Determine the mount point for deep learning experiments

Edit online

Find the path relative to the Watson Machine Learning Accelerator mounting point for Deep Learning Experiments and obtain your trained models.

Model training data and results are located under /gpfs as follows:

Training data: Training data is located in /gpfs/mydatafs/.
Training results: Trained model data is located in /gpfs/myresultsfs/.

If your data is uploaded to NFS, use the following steps to determine the mount point:

Find the PV name:

oc get pvc wmla-mygpfs -o yaml | grep volumeName

For example, the output returns the PV name:

f:volumeName: {}
  volumeName: pvc-2007b8f2-cefb-431c-93bc-5b1c69658e69

Using the PV name, obtain the NFS server

oc get pv pv-name -o yaml | grep " path:"

For example, using PV name pvc-2007b8f2-cefb-431c-93bc-5b1c69658e69:

oc get pv pvc-2007b8f2-cefb-431c-93bc-5b1c69658e69 -o yaml | grep " path:"

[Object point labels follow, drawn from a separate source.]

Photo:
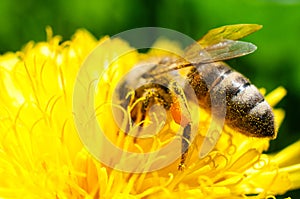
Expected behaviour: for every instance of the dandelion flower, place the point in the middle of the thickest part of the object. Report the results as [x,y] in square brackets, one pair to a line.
[41,155]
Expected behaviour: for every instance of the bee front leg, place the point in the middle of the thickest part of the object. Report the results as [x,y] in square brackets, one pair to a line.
[185,143]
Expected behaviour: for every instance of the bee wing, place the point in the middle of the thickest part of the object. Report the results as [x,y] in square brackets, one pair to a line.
[217,45]
[229,32]
[224,50]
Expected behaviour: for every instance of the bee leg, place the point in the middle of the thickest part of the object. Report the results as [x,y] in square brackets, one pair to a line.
[185,143]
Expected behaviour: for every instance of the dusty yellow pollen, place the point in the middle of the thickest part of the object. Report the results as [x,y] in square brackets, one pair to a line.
[42,156]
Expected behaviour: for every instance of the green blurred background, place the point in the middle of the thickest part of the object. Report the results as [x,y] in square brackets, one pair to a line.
[275,63]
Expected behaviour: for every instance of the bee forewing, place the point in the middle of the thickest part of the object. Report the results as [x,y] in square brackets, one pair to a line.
[224,50]
[231,32]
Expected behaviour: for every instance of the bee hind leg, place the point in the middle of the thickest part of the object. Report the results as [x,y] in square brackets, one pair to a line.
[185,143]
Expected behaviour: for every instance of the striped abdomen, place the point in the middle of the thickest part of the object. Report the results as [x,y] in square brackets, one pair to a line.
[246,109]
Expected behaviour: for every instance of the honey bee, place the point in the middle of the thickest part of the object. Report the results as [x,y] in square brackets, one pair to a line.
[246,109]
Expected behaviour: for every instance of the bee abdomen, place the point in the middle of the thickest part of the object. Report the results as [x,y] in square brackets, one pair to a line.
[246,109]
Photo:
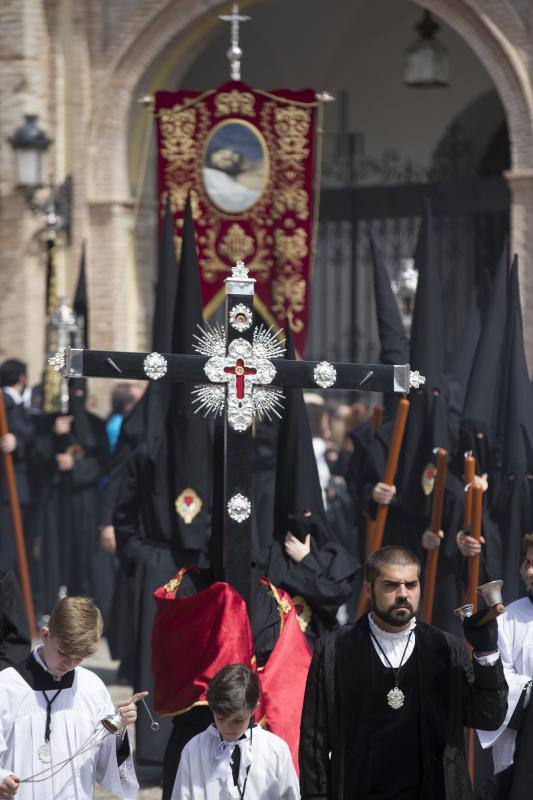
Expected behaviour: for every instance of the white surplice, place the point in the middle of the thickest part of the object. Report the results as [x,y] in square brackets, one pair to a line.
[75,717]
[515,643]
[204,772]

The path to the NFS server is returned:

path: /export/share1/wmla-wmla-mygpfs-pvc-2007b8f2-cefb-431c-93bc-5b1c69658e69

Using the path to the NFS server, the relative path is path-to-NFS-server/mydatafs.On the NFS server, the path is:
```
/export/share1/wmla-wmla-mygpfs-pvc-2007b8f2-cefb-431c-93bc-5b1c69658e69/mydatafs
```

If your data is uploaded to a service pod, use the following steps to determine the mount point:

Get the wmla-dlpd pod:

zhao@mbp$ oc get po | grep wmla-dlpd
wmla-dlpd-74d979b5c5-dklgw              2/2     Running            1 (16d ago)     23d

Get the path for the pod:
```
zhao@mbp$ oc exec -it wmla-dlpd-74d979b5c5-dklgw bash
bash-4.4$ ls /gpfs/mydatafs/
```
Here, on the wmla-dlpd service pod, the path is /gpfs/mydatafs/.

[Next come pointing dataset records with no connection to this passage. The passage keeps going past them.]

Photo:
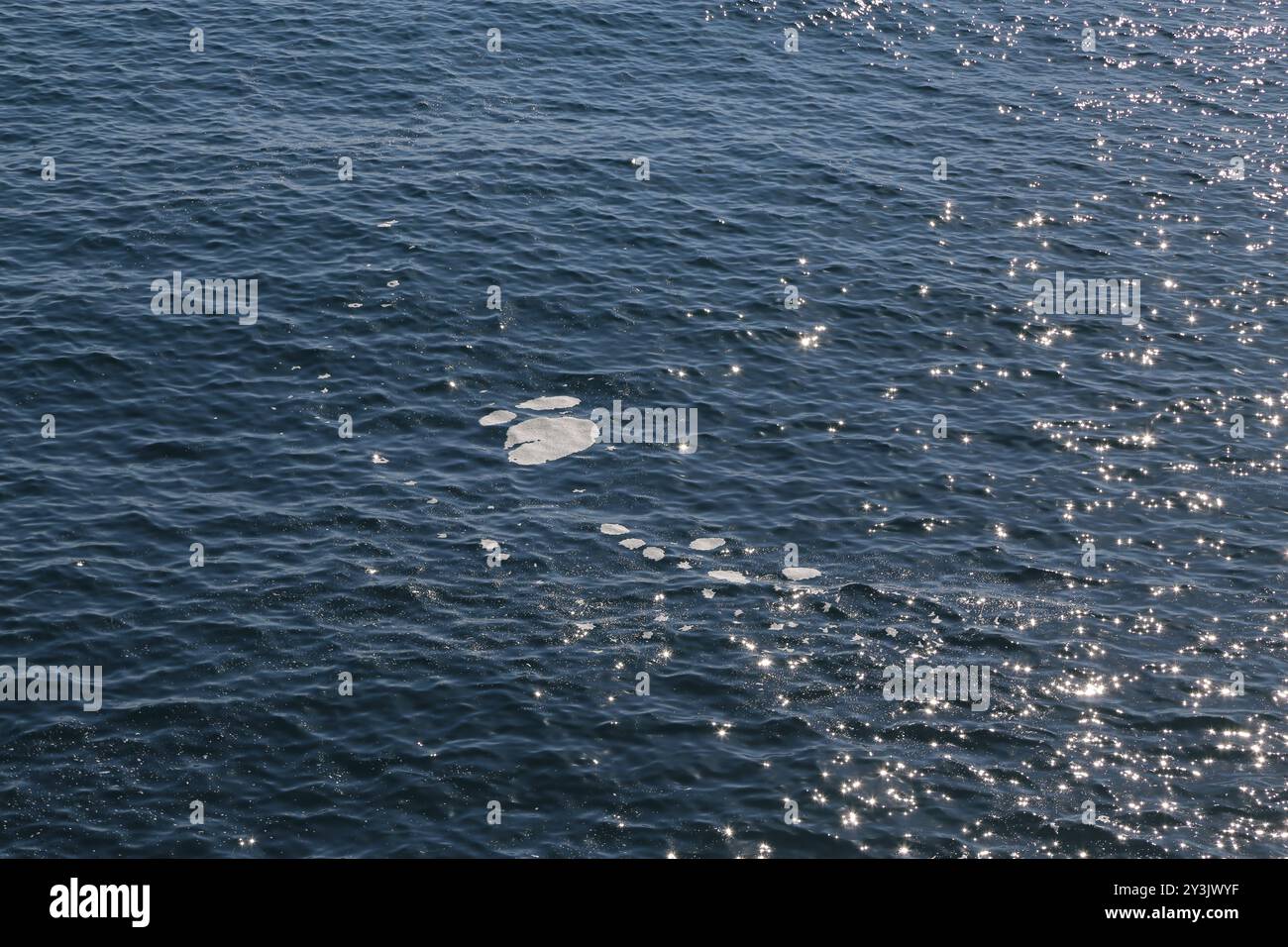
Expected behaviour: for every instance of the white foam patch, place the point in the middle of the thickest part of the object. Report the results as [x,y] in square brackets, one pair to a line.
[497,418]
[799,573]
[729,577]
[550,402]
[541,440]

Obtain trained models from /gpfs/myresults

To obtain your trained model from the /gpfs/myresults directory, run the following command:

#find gpfs/myresultfs -name 'model'

Sample output:

...
gpfs/myresultfs/cpadmin/batchworkdir/cpd-instance-8/model/trained_model.pt
gpfs/myresultfs/cpadmin/batchworkdir/cpd-instance-8/model/trained_model.onnx
...

Note: Use the dlicmd.py tool or the Watson Machine Learning Accelerator REST API to get training result for a trained batch workload. The result will be in zip file, for example: dlpd-model-98543401121871-810703535-cpd-instance-9-result.zip.